As soon as I looked at that I knew that not only do we need a wiring schematic it would be nice to have a port schematic on the hydraulic valve control, which ports are used  when the solenoid is opened then if you get it back working let us know what they did , thanks



Sent from my iPad using Tapatalk HD


----------



## Charley Davidson (Mar 28, 2013)

The guy couldn't figure it out(don't think he really tried) So it's back to figuring it out with you guys.


----------



## strantor (Mar 28, 2013)

Charley Davidson said:


> What are the 2 black things on the pump block?


Those are cartridge valves of some sort, could be anything. My votes for the 2 most likely possibilities are (vote #1) adjustable orifice valves for controlling extend/retract speeds, and (vote #2) - manual operators for testing extend/retract.


JOSHUAZ2 said:


> the third port confuses me though.
> 
> [...]
> 
> i believe port 1 and 2 to be regulated outputs and 3 would be the return.



I don't believe that there would be a visible "return" port since the tank and manifold are integrated. I think that 3rd port served another purpose that we may never know. Some lift gates have a smaller cylinder that performs an "open/close" function that is independent of the "lift/lower" function; could have been for that. Or it could have been to retract some sort of spring-loaded failsafe only if sufficient pressure was present. 

If I had this thing sitting on my work bench, I would wire the buttons to the solenoids, attach some clear hoses to all the ports and stuff the hoses back into the fill cap of the reservoir and start pushing buttons... see what happens. You don't absolutely have to know what functions these ports used to serve, you are repurposing. Find what ports work for you. play with the adjustments on the cartridge valves, have a blast. Wear gloves and eye protection


----------



## Cowman56141 (Mar 28, 2013)

Strantor you and i think alike my guess is that the 3rd line goes to a lock if this came off a lift bed , if I had it on the bench it wouldn't take long to figure out a way to wire it but talking someone else through it is a whole new game but i am always willing to put my two cents worth to help


Sent from my iPad using Tapatalk HD


----------



## Cowman56141 (Mar 29, 2013)

The point was made that this lift pump would have limited time use because you are using a starter that builds heat and usually only has bushings and not bearings so it would not last long in heavy use if you want to use it for that if you are using it for light use it may last awhile you may be able to fit a 110 or 220 motor in it but the rpms will be too high so you need a reduced speed motor as for the one way pumping all you would need is a hand valve that way you would get rid of having 12v dc and AC motor 
But if you wish to use the controller as is plan on putting pull back springs on the cylinder and have a battery and charger and get us a hydraulic schematic, hook 12v to starter and the solenoids and see which ones puts out oil before we can move forward


Sent from my iPad using Tapatalk HD


----------



## JOSHUAZ2 (Mar 30, 2013)

Having an up and down switch where the pump runs both ways denotes two way hydraulic flow and a dual acting cylinder. This requires a return for fluid from the cylinder. When i have seen other hydraulic blocks numbered like this the 1 and 2 went to two seperate cylinders and were metered and the 3 return was joined. one solenoid controls fwd/reverse flow the other blocks flow between the two outputs so that one doesn't bleed into the other when power is off.


----------



## strantor (Mar 30, 2013)

JOSHUAZ2 said:


> Having an up and down switch where the pump runs both ways denotes two way hydraulic flow and a dual acting cylinder. This requires a return for fluid from the cylinder. When i have seen other hydraulic blocks numbered like this the 1 and 2 went to two seperate cylinders and were metered and the 3 return was joined. one solenoid controls fwd/reverse flow the other blocks flow between the two outputs so that one doesn't bleed into the other when power is off.

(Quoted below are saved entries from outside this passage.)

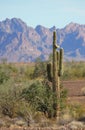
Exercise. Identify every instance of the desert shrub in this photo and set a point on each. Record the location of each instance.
(77, 110)
(10, 101)
(39, 97)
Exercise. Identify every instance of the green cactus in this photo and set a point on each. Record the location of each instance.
(54, 72)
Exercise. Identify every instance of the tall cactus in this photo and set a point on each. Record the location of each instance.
(54, 72)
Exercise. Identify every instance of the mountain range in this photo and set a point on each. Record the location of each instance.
(22, 43)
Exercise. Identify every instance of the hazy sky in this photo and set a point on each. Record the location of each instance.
(44, 12)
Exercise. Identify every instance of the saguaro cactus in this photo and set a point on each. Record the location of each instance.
(54, 72)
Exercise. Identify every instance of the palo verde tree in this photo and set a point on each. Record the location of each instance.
(54, 71)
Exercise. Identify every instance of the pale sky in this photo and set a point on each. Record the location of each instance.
(47, 13)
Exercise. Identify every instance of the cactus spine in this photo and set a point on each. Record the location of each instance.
(54, 74)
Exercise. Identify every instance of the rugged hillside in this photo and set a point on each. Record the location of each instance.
(18, 42)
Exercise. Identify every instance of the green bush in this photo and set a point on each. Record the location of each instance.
(40, 97)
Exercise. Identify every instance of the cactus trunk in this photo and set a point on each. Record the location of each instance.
(56, 71)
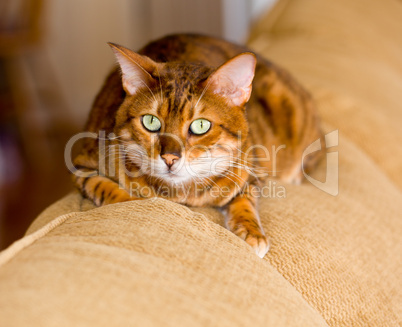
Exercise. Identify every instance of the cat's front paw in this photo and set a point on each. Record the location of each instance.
(255, 238)
(259, 243)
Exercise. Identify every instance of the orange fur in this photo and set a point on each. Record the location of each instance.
(179, 79)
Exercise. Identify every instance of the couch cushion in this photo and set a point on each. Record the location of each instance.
(143, 263)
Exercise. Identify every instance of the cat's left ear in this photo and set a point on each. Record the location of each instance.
(233, 79)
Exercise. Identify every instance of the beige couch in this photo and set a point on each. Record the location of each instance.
(334, 260)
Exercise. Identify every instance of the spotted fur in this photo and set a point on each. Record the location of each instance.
(175, 86)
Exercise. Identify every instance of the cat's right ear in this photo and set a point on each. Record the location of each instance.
(137, 70)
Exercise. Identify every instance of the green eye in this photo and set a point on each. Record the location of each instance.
(151, 123)
(200, 126)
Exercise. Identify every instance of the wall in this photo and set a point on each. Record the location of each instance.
(77, 32)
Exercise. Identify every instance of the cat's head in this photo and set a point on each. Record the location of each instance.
(183, 121)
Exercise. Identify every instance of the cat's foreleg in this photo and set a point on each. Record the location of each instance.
(243, 220)
(101, 190)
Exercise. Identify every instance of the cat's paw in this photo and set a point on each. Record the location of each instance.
(256, 239)
(259, 243)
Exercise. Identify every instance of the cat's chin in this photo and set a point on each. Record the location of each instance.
(174, 180)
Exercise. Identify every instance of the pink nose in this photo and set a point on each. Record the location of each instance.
(169, 159)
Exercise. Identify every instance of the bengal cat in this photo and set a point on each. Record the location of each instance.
(196, 120)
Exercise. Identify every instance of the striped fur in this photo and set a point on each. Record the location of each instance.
(174, 87)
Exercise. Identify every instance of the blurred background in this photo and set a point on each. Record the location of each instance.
(53, 61)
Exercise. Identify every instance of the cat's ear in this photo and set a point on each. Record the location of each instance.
(233, 79)
(136, 69)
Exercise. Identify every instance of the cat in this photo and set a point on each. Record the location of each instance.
(190, 118)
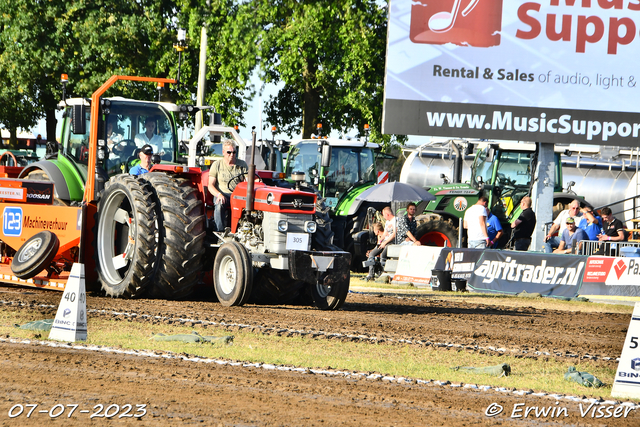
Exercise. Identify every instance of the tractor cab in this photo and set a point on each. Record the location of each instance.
(504, 172)
(352, 163)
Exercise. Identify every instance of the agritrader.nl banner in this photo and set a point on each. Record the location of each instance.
(549, 71)
(513, 272)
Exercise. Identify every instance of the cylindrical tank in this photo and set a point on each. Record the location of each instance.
(424, 168)
(599, 182)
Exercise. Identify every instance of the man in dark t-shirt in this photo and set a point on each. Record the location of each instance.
(524, 225)
(612, 228)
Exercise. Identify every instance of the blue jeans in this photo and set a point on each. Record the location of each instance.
(477, 244)
(221, 214)
(551, 244)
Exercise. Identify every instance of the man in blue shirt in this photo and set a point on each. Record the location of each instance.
(590, 223)
(145, 161)
(494, 229)
(571, 237)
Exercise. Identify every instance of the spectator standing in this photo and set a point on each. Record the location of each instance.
(407, 227)
(378, 229)
(612, 228)
(524, 226)
(571, 237)
(494, 229)
(590, 223)
(475, 221)
(551, 242)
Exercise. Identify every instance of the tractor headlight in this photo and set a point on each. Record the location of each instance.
(310, 227)
(283, 225)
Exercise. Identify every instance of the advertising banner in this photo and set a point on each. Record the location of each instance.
(549, 70)
(461, 262)
(415, 264)
(514, 272)
(611, 276)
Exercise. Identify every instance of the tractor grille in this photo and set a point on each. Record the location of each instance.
(298, 202)
(276, 241)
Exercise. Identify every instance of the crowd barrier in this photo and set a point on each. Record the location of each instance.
(512, 272)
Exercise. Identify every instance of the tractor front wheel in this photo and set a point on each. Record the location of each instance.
(35, 255)
(232, 274)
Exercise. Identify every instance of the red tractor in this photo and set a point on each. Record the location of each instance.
(149, 235)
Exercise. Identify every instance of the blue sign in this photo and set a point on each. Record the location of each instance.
(12, 221)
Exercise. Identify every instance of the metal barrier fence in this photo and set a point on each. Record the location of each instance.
(606, 248)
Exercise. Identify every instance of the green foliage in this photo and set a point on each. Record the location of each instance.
(326, 57)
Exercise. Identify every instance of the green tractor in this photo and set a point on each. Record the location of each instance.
(503, 172)
(339, 170)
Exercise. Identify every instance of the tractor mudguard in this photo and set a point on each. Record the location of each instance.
(333, 266)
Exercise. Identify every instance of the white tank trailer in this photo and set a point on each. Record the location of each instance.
(600, 181)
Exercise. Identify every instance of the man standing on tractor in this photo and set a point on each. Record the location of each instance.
(224, 175)
(145, 161)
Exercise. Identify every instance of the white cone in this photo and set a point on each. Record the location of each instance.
(70, 323)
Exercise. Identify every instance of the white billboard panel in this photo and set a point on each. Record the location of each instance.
(549, 71)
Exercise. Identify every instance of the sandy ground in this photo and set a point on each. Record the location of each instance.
(177, 392)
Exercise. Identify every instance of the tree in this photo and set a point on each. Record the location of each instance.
(328, 56)
(89, 41)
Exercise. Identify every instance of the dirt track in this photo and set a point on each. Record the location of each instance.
(177, 392)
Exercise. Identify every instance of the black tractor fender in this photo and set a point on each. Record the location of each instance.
(61, 189)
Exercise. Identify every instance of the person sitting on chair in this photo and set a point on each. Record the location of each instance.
(145, 161)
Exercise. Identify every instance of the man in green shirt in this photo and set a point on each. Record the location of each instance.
(224, 175)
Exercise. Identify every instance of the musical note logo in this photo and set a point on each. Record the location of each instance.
(461, 22)
(442, 22)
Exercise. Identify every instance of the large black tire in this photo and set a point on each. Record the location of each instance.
(181, 233)
(330, 297)
(435, 231)
(322, 239)
(125, 243)
(232, 274)
(35, 255)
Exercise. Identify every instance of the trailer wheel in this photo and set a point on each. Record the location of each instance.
(232, 274)
(125, 237)
(330, 297)
(35, 255)
(436, 232)
(181, 233)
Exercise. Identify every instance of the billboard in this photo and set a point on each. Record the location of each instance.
(557, 71)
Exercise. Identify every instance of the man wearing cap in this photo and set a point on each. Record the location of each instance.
(145, 161)
(149, 137)
(571, 236)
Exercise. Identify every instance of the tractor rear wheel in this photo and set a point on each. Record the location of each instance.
(181, 233)
(232, 274)
(436, 232)
(125, 237)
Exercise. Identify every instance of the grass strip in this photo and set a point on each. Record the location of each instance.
(399, 360)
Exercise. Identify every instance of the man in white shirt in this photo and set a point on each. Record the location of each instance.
(552, 242)
(475, 221)
(149, 137)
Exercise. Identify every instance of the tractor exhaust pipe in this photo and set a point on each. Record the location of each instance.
(252, 172)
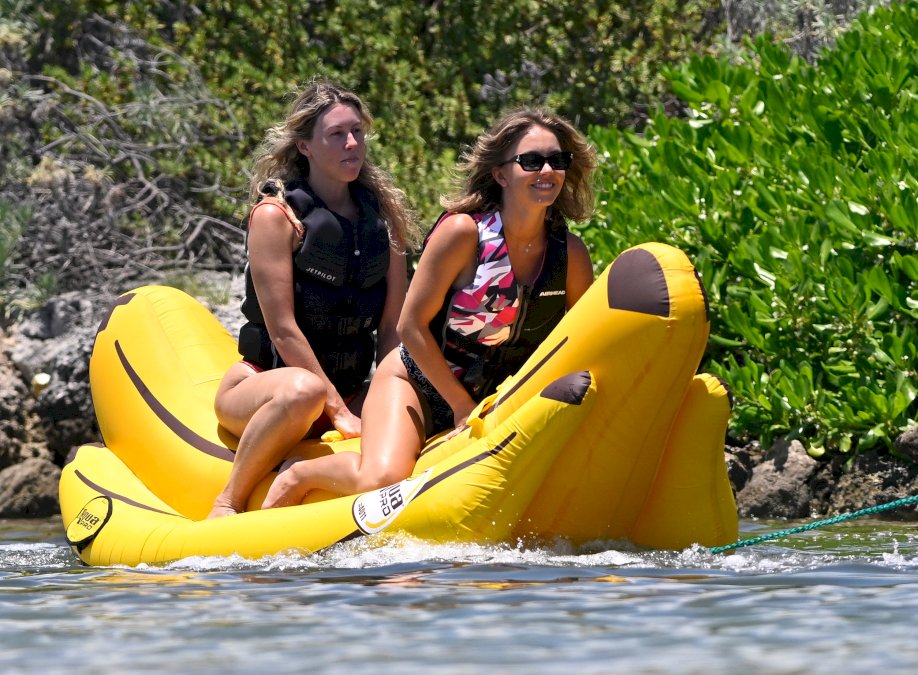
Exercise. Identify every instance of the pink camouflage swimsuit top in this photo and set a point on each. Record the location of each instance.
(495, 321)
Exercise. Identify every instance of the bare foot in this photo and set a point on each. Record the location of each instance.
(221, 509)
(288, 488)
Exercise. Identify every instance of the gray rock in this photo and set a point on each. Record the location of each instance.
(779, 486)
(29, 489)
(906, 444)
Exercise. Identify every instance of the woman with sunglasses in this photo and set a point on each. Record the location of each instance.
(497, 273)
(325, 269)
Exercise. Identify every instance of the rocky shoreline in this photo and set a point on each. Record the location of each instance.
(46, 409)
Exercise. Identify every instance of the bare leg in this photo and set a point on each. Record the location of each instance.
(271, 412)
(393, 433)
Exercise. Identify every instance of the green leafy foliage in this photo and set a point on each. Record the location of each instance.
(793, 187)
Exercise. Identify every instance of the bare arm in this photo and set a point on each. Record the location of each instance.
(450, 254)
(273, 238)
(396, 287)
(579, 269)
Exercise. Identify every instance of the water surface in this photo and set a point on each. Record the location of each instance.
(839, 599)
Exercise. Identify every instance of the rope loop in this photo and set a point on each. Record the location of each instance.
(780, 534)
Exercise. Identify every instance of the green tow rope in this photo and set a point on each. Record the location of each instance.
(819, 523)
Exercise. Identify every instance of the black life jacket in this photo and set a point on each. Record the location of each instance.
(339, 289)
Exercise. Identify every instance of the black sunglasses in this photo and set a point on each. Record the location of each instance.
(533, 161)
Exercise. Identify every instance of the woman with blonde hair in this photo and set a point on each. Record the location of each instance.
(326, 243)
(497, 273)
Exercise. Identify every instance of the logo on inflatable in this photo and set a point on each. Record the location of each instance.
(374, 511)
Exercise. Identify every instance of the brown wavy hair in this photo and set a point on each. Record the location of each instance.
(278, 161)
(476, 190)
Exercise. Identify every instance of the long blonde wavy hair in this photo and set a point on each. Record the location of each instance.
(278, 161)
(476, 190)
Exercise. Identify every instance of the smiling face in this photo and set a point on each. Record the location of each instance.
(338, 144)
(540, 187)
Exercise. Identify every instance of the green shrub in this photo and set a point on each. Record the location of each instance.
(793, 187)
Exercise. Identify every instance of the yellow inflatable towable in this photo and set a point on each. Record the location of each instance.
(606, 433)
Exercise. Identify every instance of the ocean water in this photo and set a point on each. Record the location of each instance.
(838, 599)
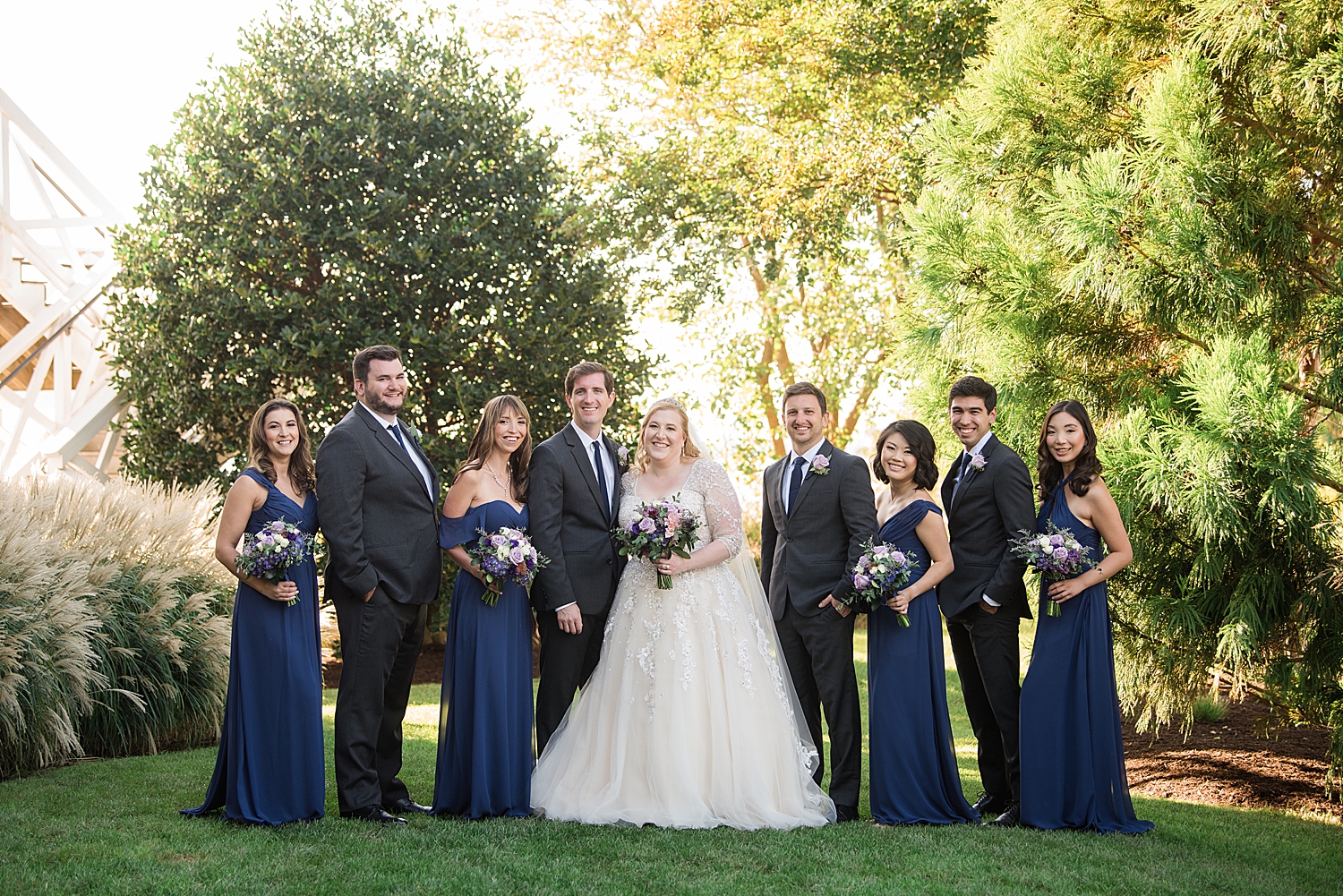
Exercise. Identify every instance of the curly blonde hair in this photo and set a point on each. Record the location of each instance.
(641, 456)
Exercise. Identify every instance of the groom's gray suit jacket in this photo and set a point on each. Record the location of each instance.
(567, 525)
(988, 509)
(379, 520)
(808, 554)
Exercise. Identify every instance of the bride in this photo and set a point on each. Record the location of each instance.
(689, 719)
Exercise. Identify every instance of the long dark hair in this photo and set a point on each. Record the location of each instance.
(1087, 468)
(920, 442)
(483, 442)
(303, 474)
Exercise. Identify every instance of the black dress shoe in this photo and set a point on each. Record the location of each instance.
(990, 806)
(407, 807)
(375, 815)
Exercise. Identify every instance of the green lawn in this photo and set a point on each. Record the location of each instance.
(112, 828)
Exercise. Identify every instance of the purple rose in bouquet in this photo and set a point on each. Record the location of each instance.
(269, 552)
(1055, 555)
(878, 576)
(505, 557)
(658, 531)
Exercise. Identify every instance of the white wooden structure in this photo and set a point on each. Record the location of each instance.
(56, 395)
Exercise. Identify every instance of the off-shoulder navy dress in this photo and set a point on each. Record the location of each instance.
(915, 778)
(485, 731)
(1072, 747)
(271, 766)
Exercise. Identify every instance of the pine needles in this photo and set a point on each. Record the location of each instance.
(113, 621)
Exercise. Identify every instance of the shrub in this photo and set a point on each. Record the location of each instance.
(113, 621)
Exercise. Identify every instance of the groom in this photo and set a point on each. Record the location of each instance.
(378, 512)
(988, 500)
(818, 511)
(574, 495)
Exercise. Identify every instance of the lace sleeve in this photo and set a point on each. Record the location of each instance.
(722, 508)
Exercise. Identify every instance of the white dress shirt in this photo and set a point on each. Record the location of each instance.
(402, 438)
(607, 466)
(971, 453)
(808, 456)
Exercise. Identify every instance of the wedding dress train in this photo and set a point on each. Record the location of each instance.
(689, 719)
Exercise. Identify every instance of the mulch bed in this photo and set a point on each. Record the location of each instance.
(1227, 764)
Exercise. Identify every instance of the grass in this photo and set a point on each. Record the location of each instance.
(112, 828)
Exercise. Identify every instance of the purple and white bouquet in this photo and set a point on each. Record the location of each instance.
(505, 557)
(269, 552)
(878, 576)
(658, 531)
(1055, 555)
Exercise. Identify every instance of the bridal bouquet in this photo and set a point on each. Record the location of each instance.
(270, 552)
(880, 573)
(505, 557)
(658, 531)
(1056, 555)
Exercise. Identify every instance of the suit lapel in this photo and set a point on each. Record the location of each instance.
(386, 439)
(971, 474)
(585, 463)
(774, 498)
(808, 480)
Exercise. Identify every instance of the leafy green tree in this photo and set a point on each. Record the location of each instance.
(765, 147)
(356, 179)
(1136, 204)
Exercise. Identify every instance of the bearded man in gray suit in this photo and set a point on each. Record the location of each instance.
(379, 512)
(818, 511)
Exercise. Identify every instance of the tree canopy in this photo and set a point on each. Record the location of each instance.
(356, 179)
(1135, 204)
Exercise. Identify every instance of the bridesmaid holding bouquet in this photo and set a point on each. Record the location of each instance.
(1072, 748)
(915, 778)
(270, 767)
(485, 737)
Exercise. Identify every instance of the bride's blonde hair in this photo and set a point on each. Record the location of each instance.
(641, 456)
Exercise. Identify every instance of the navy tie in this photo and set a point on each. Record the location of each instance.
(601, 480)
(795, 482)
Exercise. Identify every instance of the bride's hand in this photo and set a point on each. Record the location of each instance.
(672, 566)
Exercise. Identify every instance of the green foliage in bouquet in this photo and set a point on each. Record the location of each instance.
(113, 621)
(1135, 204)
(355, 179)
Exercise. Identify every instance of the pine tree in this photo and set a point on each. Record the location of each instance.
(1135, 204)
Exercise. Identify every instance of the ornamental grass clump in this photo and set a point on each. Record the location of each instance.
(113, 621)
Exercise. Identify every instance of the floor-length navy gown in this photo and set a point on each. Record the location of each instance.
(271, 766)
(1072, 747)
(485, 732)
(915, 778)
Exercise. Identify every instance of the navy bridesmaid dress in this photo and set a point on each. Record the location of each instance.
(1072, 747)
(915, 778)
(485, 732)
(271, 766)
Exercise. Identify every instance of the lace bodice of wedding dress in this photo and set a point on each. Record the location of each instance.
(689, 719)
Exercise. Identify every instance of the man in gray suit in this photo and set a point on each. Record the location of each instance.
(379, 512)
(988, 499)
(818, 511)
(574, 495)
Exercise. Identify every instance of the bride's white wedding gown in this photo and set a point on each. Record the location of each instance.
(689, 719)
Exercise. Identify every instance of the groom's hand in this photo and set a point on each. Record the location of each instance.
(569, 619)
(830, 602)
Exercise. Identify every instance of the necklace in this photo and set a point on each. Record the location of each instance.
(508, 479)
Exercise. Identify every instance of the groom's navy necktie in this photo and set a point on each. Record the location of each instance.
(601, 480)
(795, 482)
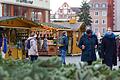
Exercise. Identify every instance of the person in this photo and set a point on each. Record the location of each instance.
(64, 46)
(33, 51)
(39, 42)
(45, 43)
(88, 43)
(4, 46)
(109, 49)
(1, 40)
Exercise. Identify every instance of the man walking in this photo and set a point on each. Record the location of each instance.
(109, 49)
(64, 46)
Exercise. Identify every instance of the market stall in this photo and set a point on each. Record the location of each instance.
(17, 30)
(51, 32)
(74, 34)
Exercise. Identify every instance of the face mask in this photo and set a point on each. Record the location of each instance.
(109, 32)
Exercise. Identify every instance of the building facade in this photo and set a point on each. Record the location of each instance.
(116, 15)
(35, 10)
(98, 12)
(65, 12)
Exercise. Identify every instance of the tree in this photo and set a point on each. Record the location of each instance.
(84, 15)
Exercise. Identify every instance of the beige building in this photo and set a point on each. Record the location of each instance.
(98, 12)
(65, 13)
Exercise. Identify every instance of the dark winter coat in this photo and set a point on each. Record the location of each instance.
(109, 50)
(88, 54)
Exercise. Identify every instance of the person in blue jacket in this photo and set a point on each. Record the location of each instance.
(109, 49)
(64, 46)
(88, 43)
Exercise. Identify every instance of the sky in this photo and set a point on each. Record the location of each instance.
(55, 4)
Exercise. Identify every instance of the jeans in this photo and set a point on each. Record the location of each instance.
(63, 54)
(33, 57)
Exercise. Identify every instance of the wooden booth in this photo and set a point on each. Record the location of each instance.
(17, 30)
(51, 31)
(74, 34)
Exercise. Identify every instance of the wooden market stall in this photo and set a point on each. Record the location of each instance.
(51, 31)
(74, 34)
(17, 30)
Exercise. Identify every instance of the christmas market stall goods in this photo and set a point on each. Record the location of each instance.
(49, 30)
(17, 30)
(74, 34)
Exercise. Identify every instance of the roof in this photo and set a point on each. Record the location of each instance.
(74, 27)
(13, 22)
(76, 9)
(54, 25)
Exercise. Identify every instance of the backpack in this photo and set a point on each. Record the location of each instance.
(61, 40)
(28, 44)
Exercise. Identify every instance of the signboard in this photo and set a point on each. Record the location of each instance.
(25, 1)
(43, 4)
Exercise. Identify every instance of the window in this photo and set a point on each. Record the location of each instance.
(96, 21)
(104, 30)
(104, 13)
(103, 5)
(96, 5)
(97, 13)
(103, 21)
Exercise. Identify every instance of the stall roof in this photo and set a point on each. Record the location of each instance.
(74, 27)
(54, 25)
(16, 22)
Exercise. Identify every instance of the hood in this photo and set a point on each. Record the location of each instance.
(109, 35)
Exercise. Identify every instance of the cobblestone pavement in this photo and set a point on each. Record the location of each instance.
(74, 59)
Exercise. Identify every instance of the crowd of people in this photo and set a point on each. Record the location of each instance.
(108, 48)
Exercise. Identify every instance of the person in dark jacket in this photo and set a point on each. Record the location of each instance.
(64, 46)
(88, 43)
(109, 49)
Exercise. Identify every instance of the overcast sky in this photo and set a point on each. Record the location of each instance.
(55, 4)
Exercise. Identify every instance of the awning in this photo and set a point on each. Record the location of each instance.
(16, 22)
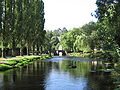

What do you see there that gives you an indication that the pump runs in 2 directions? I see a solenoid like an automotive starter solenoid, with one side bonded to the chassis ground, which precludes reversing the voltage to it. This pump can only run one direction.

What I've seen in a double acting (single pump direction) system is just like what's shown below:

View attachment 50988


With no voltage applied, the field-side port (ports going to the cylinder) are blocked off, thereby holding the liftgate in current position. With one of the solenoids energized, one of the ports is aligned to the high pressure and one is aligned to the drain (extend). With the other solenoid energized, the opposite port is aligned to high pressure and the opposite to drain (retract).

In the graphic above, 4 ports are shown; commonly referred to "P1" (or A) "P2" (or B) "supply" (or "pressure", "P") and "tank" ("T") In Charley's application, with everything being self-contained, I believe that "supply" and "tank" are integrated into the manifold/tank so you would never see them unless you took everything apart. This leaves us wit "P1" ("A"), "P2" ("B"), and (something else) "P3" ("C").


----------



## JOSHUAZ2 (Apr 12, 2013)

what i meant was that the pump runs for both up and down with a changing in valving for directions. Not that the pump changes directions. sorry for any confusion.


----------